Compiler Architecture Explained
The Glu compiler is a multi-stage compiler that compiles Glu source code into an executable file. The compiler is written in C++ and uses the LLVM compiler infrastructure to generate machine code. The compiler consists of several stages, each of which performs a specific task in the compilation process.
The particularity of the Glu compiler is that it can import LLVM IR. This means that the compiler can generate a Glu interface from the LLVM IR representation of a program.
Compiler Stages
The Glu compiler has multiple stages, each of which performs a specific task in the compilation process. The stages are shown on this diagram:
The code goes through the following representations during the compilation process:
- Glu Source Code: The original source code written in the Glu programming language (
.glufiles). - AST: The abstract syntax tree representation of the program.
- GIL: The Glu Intermediate Language, an intermediate representation of the program that is used for high-level optimization and analysis (
.gilfiles). - LLVM IR: The intermediate representation of the program in the LLVM compiler infrastructure (
.llfiles for textual representation,.bcfiles for binary representation). - MIR: The LLVM Machine IR, the final representation of the program that is used to generate machine code.
- Object File: The compiled machine code in an object file format (
.oon Unix-like systems,.objon Windows).
The Glu compilation process consists of the following stages:
- ASTGen:
Glu Source Code -> AST: The ASTGen stage parses the Glu source code and generates an abstract syntax tree (AST) representation of the program. - GILGen:
AST -> GIL: The GILGen stage lowers the AST representation of the program to the Glu Intermediate Language (GIL) representation. - GILOptimizer:
GIL -> GIL: The GIL representation of the program is optimized using high-level optimizations. - IRGen:
GIL -> LLVM IR: The IRGen stage generates the LLVM IR representation of the program from the GIL representation.
The LLVM infrastructure is used to optimize and generate machine code from the LLVM IR representation of the program, leveraging the powerful optimization passes and code generation capabilities of LLVM.
The Glu import process allows importing foreign functions and types from different kinds of input files:
- IRDec:
LLVM IR -> AST: The IRDec stage generates AST nodes for function declarations and types from the LLVM IR representation. - ClangImporter:
C Header Files -> AST: The ClangImporter stage uses Clang tooling to parse C header files and generate AST nodes for function declarations and types. - ASTPrinter:
AST -> Glu Source Code: The AST Code Printer stage pretty prints Glu source code from the AST representation of the program (-print-interface).
The Glu compiler can also automatically call the appropriate compilers to import different supported languages, and link imported functions and types into the final executable during the compilation process. See Supported File Formats for more information on supported input formats.
The Glu compiler is designed to be modular and extensible, allowing developers to easily add optimization passes to the compilation process.
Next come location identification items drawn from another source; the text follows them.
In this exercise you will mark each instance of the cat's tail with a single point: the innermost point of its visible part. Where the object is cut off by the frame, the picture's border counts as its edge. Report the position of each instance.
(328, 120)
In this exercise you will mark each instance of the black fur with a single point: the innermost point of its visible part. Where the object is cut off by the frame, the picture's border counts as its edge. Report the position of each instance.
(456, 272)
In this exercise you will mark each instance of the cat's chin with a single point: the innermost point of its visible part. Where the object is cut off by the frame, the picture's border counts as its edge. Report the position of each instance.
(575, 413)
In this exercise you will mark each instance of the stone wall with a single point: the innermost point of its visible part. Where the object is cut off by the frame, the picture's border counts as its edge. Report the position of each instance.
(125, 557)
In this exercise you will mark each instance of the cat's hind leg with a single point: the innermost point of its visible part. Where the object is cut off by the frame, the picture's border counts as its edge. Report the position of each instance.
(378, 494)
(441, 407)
Each stage implemented as a separate C++ library.
Debug Information
The Glu compiler keeps track of debug information throughout the compilation process to provide accurate source-level debugging information in the generated machine code. The compiler generates debug information in the LLVM IR representation of the program, which is used by the LLVM infrastructure to generate debug information in the final machine code. Debug information includes source file names, line numbers, and variable names, allowing developers to debug their programs using debuggers such as LLDB.
We believe that debugging is important, both without and with optimizations. Therefore, the Glu compiler generates debug information by default, even when optimizations are enabled. This allows developers to debug optimized code as accurately as possible.
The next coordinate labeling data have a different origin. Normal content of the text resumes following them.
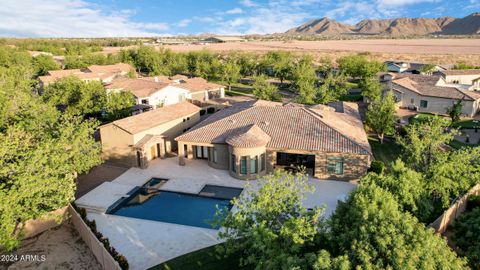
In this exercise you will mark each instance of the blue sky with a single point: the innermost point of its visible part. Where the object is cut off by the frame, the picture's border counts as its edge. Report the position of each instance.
(99, 18)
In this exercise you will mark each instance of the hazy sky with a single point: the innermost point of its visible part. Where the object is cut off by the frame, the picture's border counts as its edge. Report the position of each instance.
(112, 18)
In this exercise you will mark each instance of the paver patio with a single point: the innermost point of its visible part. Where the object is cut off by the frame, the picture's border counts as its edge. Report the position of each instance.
(146, 243)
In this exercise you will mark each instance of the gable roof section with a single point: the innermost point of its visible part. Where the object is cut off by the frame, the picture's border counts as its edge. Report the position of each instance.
(289, 127)
(426, 86)
(139, 88)
(147, 120)
(459, 72)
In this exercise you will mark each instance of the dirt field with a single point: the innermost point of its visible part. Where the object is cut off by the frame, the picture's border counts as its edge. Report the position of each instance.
(62, 247)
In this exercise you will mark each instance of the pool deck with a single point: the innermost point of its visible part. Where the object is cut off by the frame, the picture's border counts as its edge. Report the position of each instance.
(147, 243)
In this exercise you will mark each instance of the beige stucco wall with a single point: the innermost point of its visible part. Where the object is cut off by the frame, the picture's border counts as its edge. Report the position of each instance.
(117, 145)
(355, 165)
(435, 104)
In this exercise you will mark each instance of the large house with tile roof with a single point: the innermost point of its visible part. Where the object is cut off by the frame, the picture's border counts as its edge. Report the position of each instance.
(434, 94)
(103, 73)
(252, 139)
(134, 141)
(162, 90)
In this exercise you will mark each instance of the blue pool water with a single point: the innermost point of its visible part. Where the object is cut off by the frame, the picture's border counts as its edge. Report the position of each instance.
(172, 207)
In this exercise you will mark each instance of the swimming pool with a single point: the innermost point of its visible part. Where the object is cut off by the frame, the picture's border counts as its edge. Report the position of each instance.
(176, 207)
Debug information such as variables and their types is very important in the importing process, as it allows the compiler to access all types and function names from the LLVM IR representation of the program. Without debug information, some types might not have their correct names, and struct content might not be accurate. Therefore, when importing LLVM bitcode generated by other compilers, it is highly recommended to enable generation of debug information in those compilers.
Example Compilation
To compile a Glu program, you can use the gluc compiler, which is the front-end of the Glu compiler. The gluc compiler takes Glu source code as input and generates the requested output, such as LLVM bitcode or an executable file.
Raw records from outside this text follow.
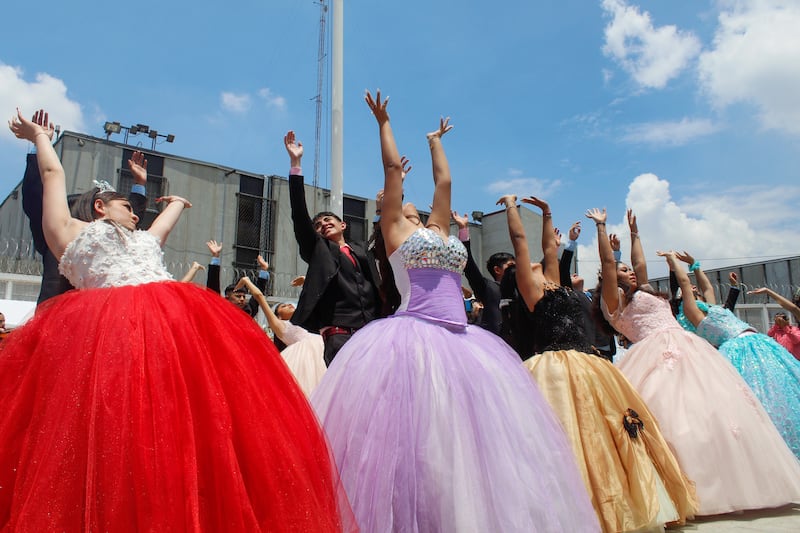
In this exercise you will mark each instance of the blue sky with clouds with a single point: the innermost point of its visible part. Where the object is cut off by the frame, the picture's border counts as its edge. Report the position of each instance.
(686, 111)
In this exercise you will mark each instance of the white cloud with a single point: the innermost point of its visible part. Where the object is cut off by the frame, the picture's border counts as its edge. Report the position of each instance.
(273, 100)
(720, 228)
(45, 92)
(237, 103)
(652, 56)
(669, 133)
(755, 60)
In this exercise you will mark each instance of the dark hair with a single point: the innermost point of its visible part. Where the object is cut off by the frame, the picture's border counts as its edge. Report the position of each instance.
(597, 312)
(497, 260)
(83, 209)
(322, 214)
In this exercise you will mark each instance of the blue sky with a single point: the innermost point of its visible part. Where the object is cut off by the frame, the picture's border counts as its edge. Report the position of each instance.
(686, 111)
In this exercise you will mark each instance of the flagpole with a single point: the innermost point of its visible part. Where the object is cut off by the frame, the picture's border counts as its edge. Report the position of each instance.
(337, 108)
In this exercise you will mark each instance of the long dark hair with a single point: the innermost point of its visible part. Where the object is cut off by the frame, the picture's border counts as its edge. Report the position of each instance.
(83, 208)
(597, 312)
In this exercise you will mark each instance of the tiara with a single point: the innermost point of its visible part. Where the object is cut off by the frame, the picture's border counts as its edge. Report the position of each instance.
(103, 185)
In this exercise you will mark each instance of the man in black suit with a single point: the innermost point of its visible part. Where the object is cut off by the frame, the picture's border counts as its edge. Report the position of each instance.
(340, 293)
(54, 283)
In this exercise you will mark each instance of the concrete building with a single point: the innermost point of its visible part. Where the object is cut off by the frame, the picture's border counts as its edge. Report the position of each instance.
(246, 211)
(780, 275)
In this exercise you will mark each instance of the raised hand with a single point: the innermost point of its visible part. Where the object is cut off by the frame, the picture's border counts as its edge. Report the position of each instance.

We will use the following Glu program as an example:
1
2
3
4
func main() {
let message: String = "Hello, World!";
std::print(message);
}
To view the first stage of the compilation process, you can generate the AST representation of the program using the -print-ast flag:
1
gluc -print-ast main.glu
This will output the AST representation of the program in a Human-readable format. You can inspect the AST to understand how the Glu compiler represents the program internally.
You can then look at the GIL representation of the program using the -print-gil flag. Use the -o flag to specify the output file, or leave it out to print to standard output:
1
gluc -print-gil main.glu
This will output the GIL representation of the program in a textual format. You can inspect the GIL to understand how the Glu compiler lowers the AST representation of the program to the GIL representation. By default, colors are used to highlight different parts of the GIL representation when printed to a terminal that supports colors. You can disable colors using the --color=0 flag.
It should look like this:
1
2
3
4
5
6
7
8
9
10
11
gil @main : $() -> Int32 {
entry:
%0 = alloca $String, loc "main.glu":2:9
debug %0 : $*String, let "message", loc "main.glu":2:9
%1 = string_literal $String, "Hello, World!", loc "main.glu":2:27
store [init] %1 : $String, %0 : $*String, loc "main.glu":2:9
%2 = load [take] %0 : $*String, loc "main.glu":3:16
call @print, %2 : $String, loc "main.glu":3:15
%3 = integer_literal $Int32, 0
return %3 : $Int32, loc "main.glu":1:13
}
You can then generate the LLVM IR representation of the program using the -print-llvm-ir flag:
1
2
gluc -print-llvm-ir main.glu -o main.ll
less main.ll
This will output the LLVM IR representation of the program in a textual format. It can be quite verbose, but you can inspect the LLVM IR to understand how the Glu compiler generates LLVM IR from the GIL representation of the program.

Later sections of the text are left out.